There arise, however, the following problems inherent in the preceding inventions (1) and (2). To be specific, the point-to-point and point-to-multipoint connections in the preceding invention (1) are the permanent virtual connections. Therefore, these connections occupy the resources of the ATM network at all times regardless of a necessity or non-necessity for transmitting the packets.
This might cause a possibility in which an operational flexibility of the ATM network declines.
Further, according to the preceding invention (1), the bridges are connected through the PVCs. Hence, if a new LAN is connected to the ATM network, a maintenance person of the network must set the connections between a newly installed bridge and other bridges, which is laborious.
On the other hand, in the preceding invention (2), the point-to-point SVC is established in accordance with a necessity for transmitting the packets between the bridges. If a congestion occurs in the ATM network before the SVC is established, however, the resources can not be ensured, resulting in a possibility where the SVC might not be established. Namely, there might be a feasibility in which the packet transmission between the bridges can not be assured. Furthermore, in the preceding invention (2) also, the point-to-multipoint connection is set based on the PVC, and hence the maintenance becomes laborious as in the case of the preceding invention (1).

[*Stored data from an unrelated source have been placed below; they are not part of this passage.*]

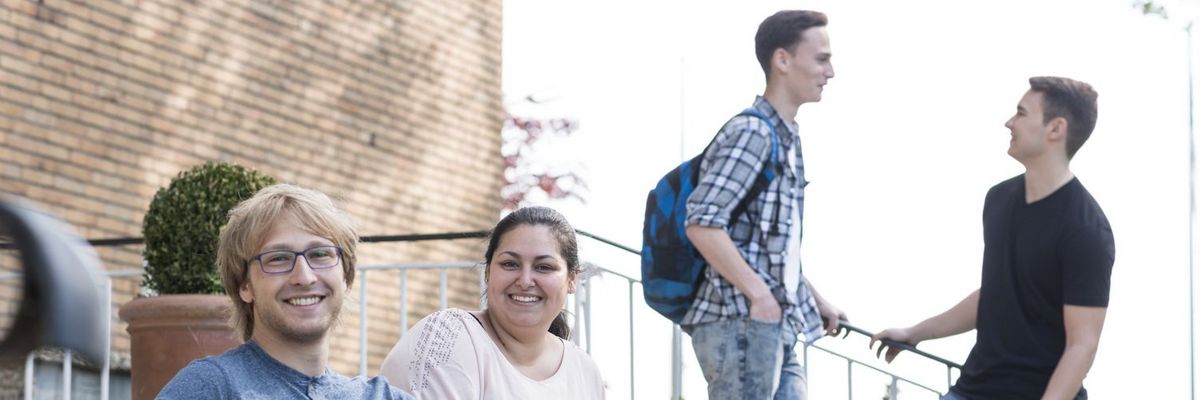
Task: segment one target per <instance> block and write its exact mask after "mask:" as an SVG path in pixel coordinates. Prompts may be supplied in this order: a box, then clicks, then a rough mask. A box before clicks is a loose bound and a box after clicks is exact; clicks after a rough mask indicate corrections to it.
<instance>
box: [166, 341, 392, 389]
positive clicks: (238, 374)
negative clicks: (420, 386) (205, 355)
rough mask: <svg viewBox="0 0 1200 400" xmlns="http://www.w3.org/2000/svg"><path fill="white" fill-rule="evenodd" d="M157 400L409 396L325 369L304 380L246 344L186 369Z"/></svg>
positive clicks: (380, 386)
mask: <svg viewBox="0 0 1200 400" xmlns="http://www.w3.org/2000/svg"><path fill="white" fill-rule="evenodd" d="M157 399H402V400H408V399H413V396H410V395H408V394H407V393H404V392H402V390H400V389H397V388H396V387H392V386H390V384H388V380H386V378H384V377H382V376H380V377H372V378H366V377H361V376H359V377H353V378H352V377H346V376H342V375H338V374H337V372H334V371H331V370H329V369H328V368H326V369H325V374H323V375H320V376H307V375H304V374H301V372H300V371H296V370H294V369H292V368H289V366H287V365H283V364H282V363H280V362H278V360H276V359H274V358H271V356H269V354H266V352H264V351H263V348H262V347H259V346H258V344H254V342H253V341H247V342H246V344H244V345H241V346H238V347H236V348H233V350H230V351H228V352H226V353H224V354H221V356H217V357H205V358H202V359H198V360H194V362H191V363H188V364H187V366H186V368H184V369H182V370H181V371H179V374H176V375H175V377H174V378H172V380H170V382H169V383H167V387H166V388H163V389H162V392H161V393H158V396H157Z"/></svg>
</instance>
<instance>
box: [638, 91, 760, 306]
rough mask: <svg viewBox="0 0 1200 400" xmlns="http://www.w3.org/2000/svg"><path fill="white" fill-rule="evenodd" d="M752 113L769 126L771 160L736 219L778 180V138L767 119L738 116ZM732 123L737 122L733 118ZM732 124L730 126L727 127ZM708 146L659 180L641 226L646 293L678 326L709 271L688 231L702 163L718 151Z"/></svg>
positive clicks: (651, 192)
mask: <svg viewBox="0 0 1200 400" xmlns="http://www.w3.org/2000/svg"><path fill="white" fill-rule="evenodd" d="M744 115H750V117H755V118H758V119H762V120H763V121H766V123H767V126H768V127H770V159H769V160H767V161H764V162H763V168H762V173H760V174H758V178H757V179H755V183H754V185H752V186H750V191H749V192H748V193H746V196H745V197H743V198H742V199H740V201H739V202H738V205H737V207H734V208H733V213H732V214H731V216H730V220H731V221H733V220H737V219H738V216H740V215H742V213H744V211H745V208H746V205H748V204H749V203H750V201H751V199H754V198H756V197H758V193H761V192H762V191H763V190H764V189H766V187H767V184H769V183H770V181H772V180H773V179H775V175H776V172H775V171H774V168H772V167H773V166H775V167H778V166H779V138H778V136H776V133H775V127H774V125H773V124H772V123H770V119H769V118H768V117H767V115H763V114H762V113H761V112H758V111H757V109H754V108H746V109H745V111H743V112H742V113H738V115H736V117H733V118H738V117H744ZM730 120H731V121H732V119H730ZM726 124H728V123H726ZM714 142H716V138H715V137H714V138H713V142H709V143H708V145H707V147H704V151H701V153H700V154H698V155H696V156H695V157H692V159H691V160H688V161H684V162H683V163H680V165H679V166H678V167H676V168H674V169H671V172H668V173H667V174H666V175H664V177H662V179H659V183H658V185H656V186H654V190H650V193H649V196H647V198H646V222H644V225H643V226H642V293H643V294H644V295H646V303H647V304H649V306H650V308H652V309H654V311H658V312H659V314H661V315H662V316H665V317H667V318H668V320H671V321H672V322H674V323H680V322H682V321H683V317H684V316H685V315H686V314H688V310H689V309H690V308H691V303H692V300H694V299H695V298H696V291H697V289H698V288H700V282H701V277H702V275H703V273H704V265H706V263H704V258H703V257H701V255H700V252H698V251H697V250H696V247H695V246H692V244H691V240H689V239H688V234H686V232H685V229H686V227H688V207H686V203H688V197H689V196H691V192H692V190H695V189H696V184H698V183H700V163H701V161H702V160H703V157H704V154H706V153H708V149H709V148H710V147H713V143H714Z"/></svg>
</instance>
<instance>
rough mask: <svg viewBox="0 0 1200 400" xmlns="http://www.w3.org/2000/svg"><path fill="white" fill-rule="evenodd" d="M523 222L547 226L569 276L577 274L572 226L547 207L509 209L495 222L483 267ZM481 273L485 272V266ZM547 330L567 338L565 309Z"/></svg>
mask: <svg viewBox="0 0 1200 400" xmlns="http://www.w3.org/2000/svg"><path fill="white" fill-rule="evenodd" d="M522 225H530V226H545V227H548V228H550V232H552V233H553V234H554V239H556V240H558V251H559V252H560V255H559V256H562V257H563V259H564V261H566V273H568V279H570V277H574V276H578V274H580V245H578V241H576V240H575V228H574V227H571V225H570V223H568V222H566V217H564V216H563V215H562V214H558V211H556V210H554V209H551V208H546V207H526V208H522V209H518V210H516V211H512V213H511V214H509V215H506V216H504V219H502V220H500V222H497V223H496V227H494V228H492V233H491V235H490V237H488V239H487V251H485V252H484V262H485V265H486V267H485V268H488V269H490V268H492V255H494V253H496V247H497V246H499V245H500V238H502V237H504V234H505V233H509V232H510V231H512V229H514V228H516V227H518V226H522ZM484 274H485V275H486V274H487V270H486V269H485V271H484ZM550 333H551V334H553V335H554V336H558V338H563V339H564V340H566V339H570V336H571V327H570V326H569V324H568V323H566V310H562V311H558V316H557V317H554V321H553V322H551V323H550Z"/></svg>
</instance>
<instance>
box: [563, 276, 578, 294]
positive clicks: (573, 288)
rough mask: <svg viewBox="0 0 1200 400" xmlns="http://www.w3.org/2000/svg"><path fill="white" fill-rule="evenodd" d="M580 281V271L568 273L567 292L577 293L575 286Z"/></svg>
mask: <svg viewBox="0 0 1200 400" xmlns="http://www.w3.org/2000/svg"><path fill="white" fill-rule="evenodd" d="M578 281H580V274H578V273H570V274H568V276H566V293H569V294H575V286H576V283H578Z"/></svg>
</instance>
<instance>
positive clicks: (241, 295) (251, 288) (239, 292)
mask: <svg viewBox="0 0 1200 400" xmlns="http://www.w3.org/2000/svg"><path fill="white" fill-rule="evenodd" d="M238 297H241V300H242V302H245V303H246V304H254V291H253V289H252V288H251V287H250V280H246V281H245V282H242V283H241V288H239V289H238Z"/></svg>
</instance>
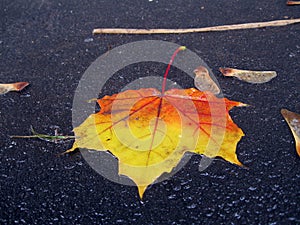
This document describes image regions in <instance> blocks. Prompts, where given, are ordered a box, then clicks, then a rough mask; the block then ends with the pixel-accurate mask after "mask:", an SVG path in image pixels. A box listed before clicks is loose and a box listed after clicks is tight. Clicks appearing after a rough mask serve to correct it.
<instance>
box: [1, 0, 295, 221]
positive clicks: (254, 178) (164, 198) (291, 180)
mask: <svg viewBox="0 0 300 225" xmlns="http://www.w3.org/2000/svg"><path fill="white" fill-rule="evenodd" d="M0 15H1V24H2V25H1V34H0V44H1V53H0V57H1V60H0V67H1V71H0V82H1V83H8V82H16V81H28V82H30V86H28V87H27V88H26V89H24V90H23V91H22V92H20V93H8V94H6V95H2V96H0V121H1V122H0V154H1V157H0V161H1V163H0V184H1V185H0V188H1V193H0V199H1V201H0V207H1V208H0V209H1V210H0V223H1V224H133V223H136V224H299V223H300V207H299V202H300V189H299V187H300V185H299V184H300V175H299V168H300V158H299V156H297V154H296V151H295V143H294V140H293V137H292V135H291V132H290V131H289V128H288V126H287V124H286V123H285V121H284V119H283V118H282V116H281V114H280V109H281V108H287V109H289V110H291V111H294V112H298V113H299V112H300V103H299V97H300V95H299V88H300V38H299V37H300V24H296V25H291V26H285V27H273V28H263V29H253V30H239V31H225V32H215V33H197V34H196V33H194V34H180V35H175V34H172V35H141V36H133V35H98V36H93V35H92V30H93V29H94V28H96V27H124V28H192V27H205V26H215V25H224V24H235V23H246V22H258V21H269V20H277V19H284V18H293V17H294V18H299V17H300V6H293V7H292V6H290V7H288V6H286V5H285V1H279V0H276V1H257V0H255V1H248V2H247V3H246V2H245V1H237V0H235V1H233V0H229V1H228V0H226V1H225V0H220V1H217V2H212V1H160V0H153V1H149V0H142V1H138V0H134V1H122V2H121V1H120V2H118V1H95V0H92V1H67V0H61V1H49V0H31V1H26V2H25V1H21V0H14V1H8V0H4V1H2V3H1V14H0ZM140 40H163V41H168V42H173V43H177V44H179V45H185V46H187V47H188V48H189V49H190V50H191V51H193V52H195V53H197V54H198V55H199V56H200V57H201V58H202V59H203V60H204V61H205V62H206V63H207V65H208V66H209V67H210V68H211V70H212V71H213V72H214V74H215V77H216V78H217V80H218V82H219V84H220V86H221V88H222V91H223V94H224V96H225V97H228V98H230V99H232V100H236V101H241V102H244V103H247V104H250V105H251V106H252V107H247V108H237V109H234V110H232V111H231V116H232V118H233V120H234V121H235V122H236V123H237V124H238V125H239V127H241V128H242V129H243V131H244V133H245V137H243V138H242V140H241V141H240V142H239V144H238V147H237V154H238V158H239V160H240V161H241V162H242V163H243V164H244V165H245V166H247V167H248V169H244V168H240V167H237V166H235V165H232V164H230V163H228V162H226V161H224V160H222V159H217V160H215V161H214V162H213V163H212V165H211V166H209V167H208V168H207V169H206V170H205V171H203V172H199V171H198V165H199V162H200V160H201V157H200V156H192V158H191V160H190V161H189V162H188V163H187V164H186V165H185V166H184V168H182V169H181V170H180V171H179V172H178V173H176V174H175V175H174V176H172V178H171V179H168V180H166V181H164V182H160V183H158V184H155V185H152V186H151V187H150V188H149V189H148V190H147V191H146V193H145V196H144V199H143V202H141V201H140V200H139V197H138V194H137V190H136V187H133V186H126V185H120V184H117V183H114V182H111V181H109V180H107V179H105V178H103V177H102V176H100V175H99V174H98V173H96V172H95V171H94V170H93V169H92V168H91V167H90V166H89V165H88V164H87V163H86V161H85V160H84V159H83V157H82V156H81V154H80V153H77V154H73V155H66V156H60V157H58V156H57V155H58V154H59V153H61V152H63V151H65V150H66V149H68V148H70V147H71V145H72V142H70V141H69V142H67V141H66V142H61V143H52V142H45V141H41V140H28V139H11V138H9V136H10V135H16V134H19V135H28V134H30V126H31V125H32V126H33V127H34V128H35V129H36V130H37V131H39V132H41V133H48V134H53V132H54V130H55V129H58V131H59V132H60V133H63V134H72V133H71V130H72V129H73V126H72V104H73V97H74V93H75V90H76V87H77V85H78V83H79V81H80V79H81V77H82V75H83V73H84V72H85V71H86V69H87V68H88V67H89V66H90V64H91V63H92V62H93V61H94V60H96V59H97V58H98V57H99V56H100V55H102V54H104V53H105V52H107V51H108V50H110V49H112V48H114V47H117V46H120V45H122V44H126V43H130V42H133V41H140ZM219 67H235V68H242V69H253V70H275V71H276V72H277V74H278V76H277V77H276V78H275V79H273V80H272V81H270V82H268V83H265V84H260V85H258V84H247V83H244V82H242V81H239V80H237V79H230V78H224V77H222V75H221V74H220V72H218V68H219ZM164 70H165V65H164V64H159V63H140V64H137V65H134V66H129V67H126V68H125V69H124V70H121V71H119V72H118V73H116V74H115V75H114V76H113V78H112V79H111V80H109V81H108V83H107V84H106V85H104V87H103V90H101V95H104V94H113V93H117V92H119V91H120V90H121V89H122V88H123V87H124V86H125V85H126V84H128V83H130V82H131V81H133V80H135V79H137V78H139V77H142V76H147V75H149V74H151V75H154V76H162V75H163V73H164ZM181 75H182V74H181V71H179V70H177V69H175V68H173V69H172V70H171V73H170V79H173V80H174V81H176V82H177V83H178V84H180V85H181V86H182V87H183V88H188V87H193V80H192V79H189V78H185V79H182V76H181Z"/></svg>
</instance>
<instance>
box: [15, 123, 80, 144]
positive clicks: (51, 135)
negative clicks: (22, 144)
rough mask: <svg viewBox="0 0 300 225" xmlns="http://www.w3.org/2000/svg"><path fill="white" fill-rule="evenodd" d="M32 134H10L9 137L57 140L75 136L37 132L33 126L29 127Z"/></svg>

It is a primary object of the present invention, which overcomes the problems described above, to provide a network system capable of relieving a laborious operation of a maintenance person of an ATM network and enhancing an assurance of a packet transmission in the ATM network.
To accomplish this object, according to a first aspect of the present invention, a network system comprises a ATM network, and a plurality of bridges connected through the ATM network. In this network system, a specified bridge among the plurality of bridges sends a request for setting a switched virtual connection for a point-to-multipoint transmission, towards any one of bridge among other bridges. Each of said other bridges, when receiving the setting request sent from the specified bridge, sets the switched virtual connection for point-to-multipoint transmission between the specified bridge and the other bridge.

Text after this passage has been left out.